Decoding a Python 2 `tempfile` with python-future

Question

I'm attempting to write a Python 2/3 compatible routine to fetch a CSV file, decode it from latin_1 into Unicode and feed it to a csv.DictReader in a robust, scalable manner.

For Python 2/3 support, I'm using python-future including imporing open from builtins, and importing unicode_literals for consistent behaviour
I'm hoping to handle exceptionally large files by spilling to disk, using tempfile.SpooledTemporaryFile
I'm using io.TextIOWrapper to handle decoding from the latin_1 encoding before feeding to DictReader

This all works fine under Python 3.

The problem is that TextIOWrapper expects to wrap a stream which conforms to BufferedIOBase. Unfortunately under Python 2, although I have imported the Python 3-style open, the vanilla Python 2 tempfile.SpooledTemporaryFile still of course returns a Python 2 cStringIO.StringO, instead of a Python 3 io.BytesIO as required by TextIOWrapper.

I can think of these possible approaches:

Wrap the Python 2 cStringIO.StringO as a Python 3-style io.BytesIO. I'm not sure how to approach this - would I need to write such a wrapper or does one already exist?
Find a Python 2 alternative to wrap a cStringIO.StringO stream for decoding. I haven't found one yet.
Do away with SpooledTemporaryFile, decode entirely in memory. How big would the CSV file need to be for operating entirely in memory to become a concern?
Do away with SpooledTemporaryFile, and implement my own spill-to-disk. This would allow me to call open from python-future, but I'd rather not as it would be very tedious and probably less secure.

What's the best way forward? Have I missed anything?

Imports:

from __future__ import (absolute_import, division,
                    print_function, unicode_literals)
from builtins import (ascii, bytes, chr, dict, filter, hex, input,  # noqa
                  int, map, next, oct, open, pow, range, round,  # noqa
                  str, super, zip)  # noqa
import csv
import tempfile
from io import TextIOWrapper
import requests

Init:

...
self._session = requests.Session()
...

Routine:

def _fetch_csv(self, path):
    raw_file = tempfile.SpooledTemporaryFile(
        max_size=self._config.get('spool_size')
    )
    csv_r = self._session.get(self.url + path)
    for chunk in csv_r.iter_content():
        raw_file.write(chunk)
    raw_file.seek(0)
    text_file = TextIOWrapper(raw_file._file, encoding='latin_1')
    return csv.DictReader(text_file)

Error:

...in _fetch_csv
    text_file = TextIOWrapper(raw_file._file, encoding='utf-8')
AttributeError: 'cStringIO.StringO' object has no attribute 'readable'

I had a similar problem and didn't find a better solution than to write separate code for Python 2 and 3 and then detect which version you're running on. — cbare, Feb 19 '16 at 23:46
@cbare Yea, I suspected it might come down to that. Any chance you could post your solution? — Samuel Jaeschke, Apr 14 '16 at 23:50

score 3 · Answer 1 · edited Oct 07 '21 at 08:58

Not sure whether this will be useful. The situation is only vaguely analogous to yours.

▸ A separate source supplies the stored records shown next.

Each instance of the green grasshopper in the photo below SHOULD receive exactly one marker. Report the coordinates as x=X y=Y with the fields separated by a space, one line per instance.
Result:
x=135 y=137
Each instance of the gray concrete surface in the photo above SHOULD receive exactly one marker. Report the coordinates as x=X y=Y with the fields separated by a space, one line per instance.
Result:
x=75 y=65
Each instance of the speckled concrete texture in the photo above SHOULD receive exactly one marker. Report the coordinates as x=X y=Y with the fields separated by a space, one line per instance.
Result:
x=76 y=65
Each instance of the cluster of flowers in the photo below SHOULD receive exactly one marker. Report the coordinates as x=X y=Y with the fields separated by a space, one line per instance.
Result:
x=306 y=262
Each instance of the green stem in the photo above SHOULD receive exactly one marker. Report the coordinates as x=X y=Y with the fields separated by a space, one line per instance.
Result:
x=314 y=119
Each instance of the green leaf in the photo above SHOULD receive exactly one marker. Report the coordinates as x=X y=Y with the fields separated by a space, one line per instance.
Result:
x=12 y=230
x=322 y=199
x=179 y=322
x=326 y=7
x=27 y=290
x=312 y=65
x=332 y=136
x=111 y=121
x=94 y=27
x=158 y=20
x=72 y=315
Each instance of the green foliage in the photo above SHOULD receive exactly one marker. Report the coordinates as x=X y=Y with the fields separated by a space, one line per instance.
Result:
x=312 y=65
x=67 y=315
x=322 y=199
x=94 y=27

I wanted to use NamedTemporaryFile to create a CSV to be encoded in UTF-8 and have OS native line endings, possibly not-quite-standard, but easily accommodated by using the Python 3 style io.open.

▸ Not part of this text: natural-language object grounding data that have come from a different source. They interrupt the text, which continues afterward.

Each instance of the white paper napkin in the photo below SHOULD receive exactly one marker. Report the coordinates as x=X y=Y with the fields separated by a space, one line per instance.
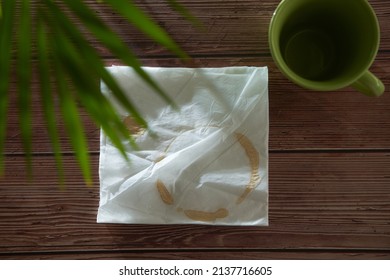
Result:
x=206 y=163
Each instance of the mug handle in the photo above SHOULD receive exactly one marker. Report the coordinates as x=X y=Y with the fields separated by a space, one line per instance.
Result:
x=369 y=85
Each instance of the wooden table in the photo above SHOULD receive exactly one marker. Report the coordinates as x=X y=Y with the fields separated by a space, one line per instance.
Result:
x=329 y=161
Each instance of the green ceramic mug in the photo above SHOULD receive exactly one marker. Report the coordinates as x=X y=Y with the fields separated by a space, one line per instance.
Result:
x=326 y=44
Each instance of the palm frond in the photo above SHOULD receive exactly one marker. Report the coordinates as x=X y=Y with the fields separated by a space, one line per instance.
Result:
x=69 y=69
x=6 y=31
x=23 y=72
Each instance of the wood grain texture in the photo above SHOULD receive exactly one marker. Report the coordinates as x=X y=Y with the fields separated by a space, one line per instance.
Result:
x=329 y=164
x=317 y=201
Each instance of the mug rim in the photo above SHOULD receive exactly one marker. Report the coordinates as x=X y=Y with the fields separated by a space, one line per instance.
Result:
x=311 y=84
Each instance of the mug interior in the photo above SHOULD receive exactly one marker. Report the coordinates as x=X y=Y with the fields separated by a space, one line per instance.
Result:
x=324 y=44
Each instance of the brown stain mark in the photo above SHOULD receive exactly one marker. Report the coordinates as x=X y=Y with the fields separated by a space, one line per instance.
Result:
x=165 y=195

The difficulty is that NamedTemporaryFile in Python 2 opens a byte stream, causing problems with line endings. The solution I settled on, which I think is a bit nicer than separate cases for Python 2 and 3, is to create the temp file then close it and reopen with io.open. The final piece is the excellent backports.csv library which provides the Python 3 style CSV handling in Python 2.

from __future__ import absolute_import, division, print_function, unicode_literals
from builtins import str
import csv, tempfile, io, os
from backports import csv

data = [["1", "1", "John Coltrane",  1926],
        ["2", "1", "Miles Davis",    1926],
        ["3", "1", "Bill Evans",     1929],
        ["4", "1", "Paul Chambers",  1935],
        ["5", "1", "Scott LaFaro",   1936],
        ["6", "1", "Sonny Rollins",  1930],
        ["7", "1", "Kenny Burrel",   1931]]

## create CSV file
with tempfile.NamedTemporaryFile(delete=False) as temp:
    filename = temp.name

with io.open(filename, mode='w', encoding="utf-8", newline='') as temp:
    writer = csv.writer(temp, quoting=csv.QUOTE_NONNUMERIC, lineterminator=str(os.linesep))
    headers = ['X', 'Y', 'Name', 'Born']
    writer.writerow(headers)
    for row in data:
        print(row)
        writer.writerow(row)

This method actually voids all `NamedTemporaryFile`'s checks which were intended to make sure nobody else claims that filename. You could also use `tempfile.mktemp()` whose docstring states that "this function should not be used". A probably-better approach is to re-open your file by fileno, without closing it. I'll post it as a separate answer once I test that a bit. — MarSoft, Oct 30 '17 at 11:29
@MarSoft I'm not sure I understand. Does NamedTemporaryFile give you any guarantees beyond a uniquely named file? Do you have exclusive access until the file is closed, which you then lose? I'd be curious to know if I'm asking for trouble with the above approach. — cbare, Oct 31 '17 at 00:02
you can look in the docs for `tempfile.mktemp()` which generates a name for temporary file but does not create the file. That function is deprecated because it is a security risk: `This function is unsafe and should not be used. The file name refers to a file that did not exist at some point, but by the time you get around to creating it, someone else may have beaten you to the punch.` I will now add more details in a separate answer. — MarSoft, Oct 31 '17 at 12:18
UPD: just noticed that you instruct `NamedTemporaryFile` to not delete the file. Then you probably don't have that security risk. Although it might be possible on some platforms (like `nt`) to remove other user's file once it is not opened anymore.. — MarSoft, Oct 31 '17 at 12:23

MarSoft · Answer 2 · 2017-10-31T12:59:22.133

@cbare's approach should probably be avoided. It indeed works but here is what happens with it:

We use tempfile.NamedTemporaryFile() to create temporary file. We then remember its name.
We leave with statement and that file is closed.
Now that the file is closed (but not removed) we open it again and open it with io.open().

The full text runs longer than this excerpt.